STBXH called me at work to find out if Thursday would be ok for him to get the spare frig in the garage. I said sure. My mom will be in town so she could let him in to the garage. He asked how I was, ok I said. Told him I went back to my home town and both of my grandmothers asked about hiim. Told them he was ok. He wanted to know if I told them about our separation. I said no I haven't. He wanted to know why. I told him I was not up to telling everyone right now. 

My parents know and I told my best friends this weekend and that was hard enough. He asked what all the secrecy was about, this situation wasn't my fault. It wasn't my fault but while you were here you would blame me for not making you happy! What the world. I said there was no secracy. This was just a hard situation and I didn't fill up to telling everyone right now. Especially my grandmothers. I'm not up for all the questions that will be asked just yet. He said he respected my decision. 

I asked did he tell all of his friends yet. No he has not. Only two of his and no other family members other than his mom and sister. So why are you questioning me about who I have told. He didn't even tell his mom about him wanting to separate until 3 weeks after he made the decision. 
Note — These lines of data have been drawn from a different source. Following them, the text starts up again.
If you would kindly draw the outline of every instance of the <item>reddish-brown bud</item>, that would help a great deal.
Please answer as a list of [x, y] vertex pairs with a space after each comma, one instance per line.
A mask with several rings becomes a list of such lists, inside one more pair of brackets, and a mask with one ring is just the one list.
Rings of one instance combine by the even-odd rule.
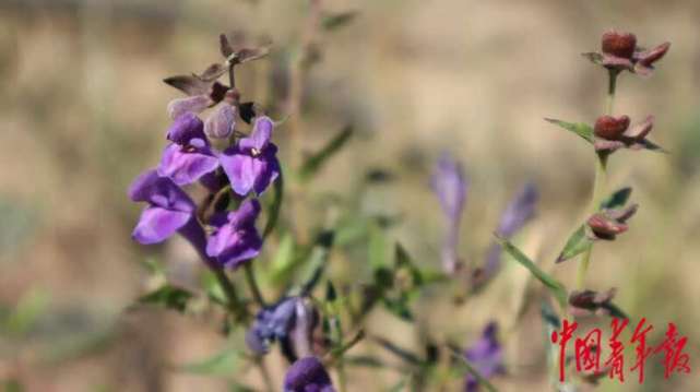
[[608, 31], [603, 34], [601, 49], [606, 55], [631, 59], [637, 48], [637, 37], [631, 33]]
[[650, 67], [654, 62], [661, 60], [671, 48], [671, 43], [661, 44], [649, 50], [644, 50], [636, 55], [640, 64]]
[[595, 121], [594, 132], [598, 138], [618, 140], [629, 128], [629, 117], [601, 116]]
After that conversation I had a stomach ache the rest of the day!


----------



## Pluto2 (Aug 17, 2011)

Sweetie, this sucks, but it will get better. It sounds like a cliche, but it really isn't. Tell who you want when you want to. When the pain eases so will discussing the situation. My STBXH couldn't wait to broadcast the news of our separation on FB the very weekend he moved out. A friend of ours noticed that he started wearing his wedding ring on the right hand weeks before I found out about his cheating and before I asked for a divorce. Bastard. And if he won't get his stuff, sell it on craigslist. Now you could be nice and warn him, just a thought.


----------